Second, since it is difficult to be a minority, we believe that it is beneficial for a minority child to have opportunities to find positive adult role models who share their heritage. The concern voiced here is, “But you and Tracy are positive role models and there are other opportunities to find positive role models outside of school.” While that is true, it takes real effort to seek out role models outside of your current social network. It is much easier when it is just part of daily life. Plus, we don’t feel it is necessary to trade one thing for the other. While we will be in a more diverse area, we will continue to pursue additional socialization, like attending activities sponsored by the local Vietnamese American Society and the Mexican Embassy in our city. We will be able to pursue both approaches.
Also, is not just that a child can look up to or make friends with another minority adult or child, but it is also important that they are accepted in spite of (or because of) their heritage. An environment where they feel singled out or hear racially insensitive remarks is not ideal. The obvious argument here is, “But those things will happen anywhere and at any school.” While that’s probably true, it doesn’t make it right, nor does it take away the pain that those things inflict upon a child. We feel that our best chance to minimize that effect is to choose schools with demographics that are more racially diverse. While the kids may still hear those insensitive things, at least they will be with other minorities who will share the experience and can sympathize. With a good support system in friends and teachers, we feel that the net effect is a positive one. We have heard from adult minorities many times that the argument “everyone gets picked on for something, being fat, being skinny, wearing glasses, etc.” does not apply to the pain inflicted by racial discrimination. The feeling we have heard expressed is that it would be easier to deal with if the minority child was not alone. Tracy, Noah, and I unfortunately do not qualify as equals in this battle no matter how much we love and support Zoe and Colin, how much we demonstrate our desire to end racial discrimination, or how many minority people we befriend.
Ultimately, it is important to us that our children have a wide world view and open minds, and we feel that this is a very challenging thing to achieve in middle of the United States. We discussed moving to a different part of the country, but decided we didn’t want to move away from our family and friends. We feel the best solution for us now is to move to [the new] township, so that we can take advantage of the diversity the schools have to offer.
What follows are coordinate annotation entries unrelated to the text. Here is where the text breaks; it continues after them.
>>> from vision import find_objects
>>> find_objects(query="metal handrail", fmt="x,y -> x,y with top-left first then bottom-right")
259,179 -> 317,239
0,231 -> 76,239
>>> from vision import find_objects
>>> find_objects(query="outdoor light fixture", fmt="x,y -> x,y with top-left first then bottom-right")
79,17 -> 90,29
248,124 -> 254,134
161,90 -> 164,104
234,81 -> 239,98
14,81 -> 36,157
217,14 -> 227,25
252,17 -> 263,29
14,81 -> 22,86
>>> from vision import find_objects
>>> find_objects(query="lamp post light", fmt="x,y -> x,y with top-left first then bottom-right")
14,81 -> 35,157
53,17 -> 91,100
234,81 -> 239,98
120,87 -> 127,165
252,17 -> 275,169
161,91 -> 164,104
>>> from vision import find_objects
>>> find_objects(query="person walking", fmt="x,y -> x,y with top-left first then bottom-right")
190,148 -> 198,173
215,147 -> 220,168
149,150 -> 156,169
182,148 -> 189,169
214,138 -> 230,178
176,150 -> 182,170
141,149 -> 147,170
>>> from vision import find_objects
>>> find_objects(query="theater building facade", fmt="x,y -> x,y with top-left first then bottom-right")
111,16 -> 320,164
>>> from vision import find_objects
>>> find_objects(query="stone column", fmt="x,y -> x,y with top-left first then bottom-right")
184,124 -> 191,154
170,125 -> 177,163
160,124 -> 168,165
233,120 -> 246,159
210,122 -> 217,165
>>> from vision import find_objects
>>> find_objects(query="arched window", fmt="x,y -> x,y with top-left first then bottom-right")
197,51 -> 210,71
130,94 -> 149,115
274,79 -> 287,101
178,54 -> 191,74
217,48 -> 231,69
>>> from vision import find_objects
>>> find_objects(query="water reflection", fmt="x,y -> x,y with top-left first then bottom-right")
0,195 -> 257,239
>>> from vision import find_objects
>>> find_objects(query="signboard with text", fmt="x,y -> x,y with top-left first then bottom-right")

We will ALWAYS act in what we feel is in the best interest of our children. If there were ever any concerns that we felt would not be worth the benefit we feel we get from sending our children to [the new township], we would rectify them, either by switching to a private school, or moving. No one can predict the future, but right now this is the best decision for our family. Certainly, the other reasons we decided to move that we have mentioned are much easier to understand (more room, renovation potential, lasting home values). The reason for targeting [the new township], however, was not as easy for others to understand. I hope that this helps and please know that we are perfectly willing to open discussions into the matter, but maybe not in real depth until after we have moved and settled.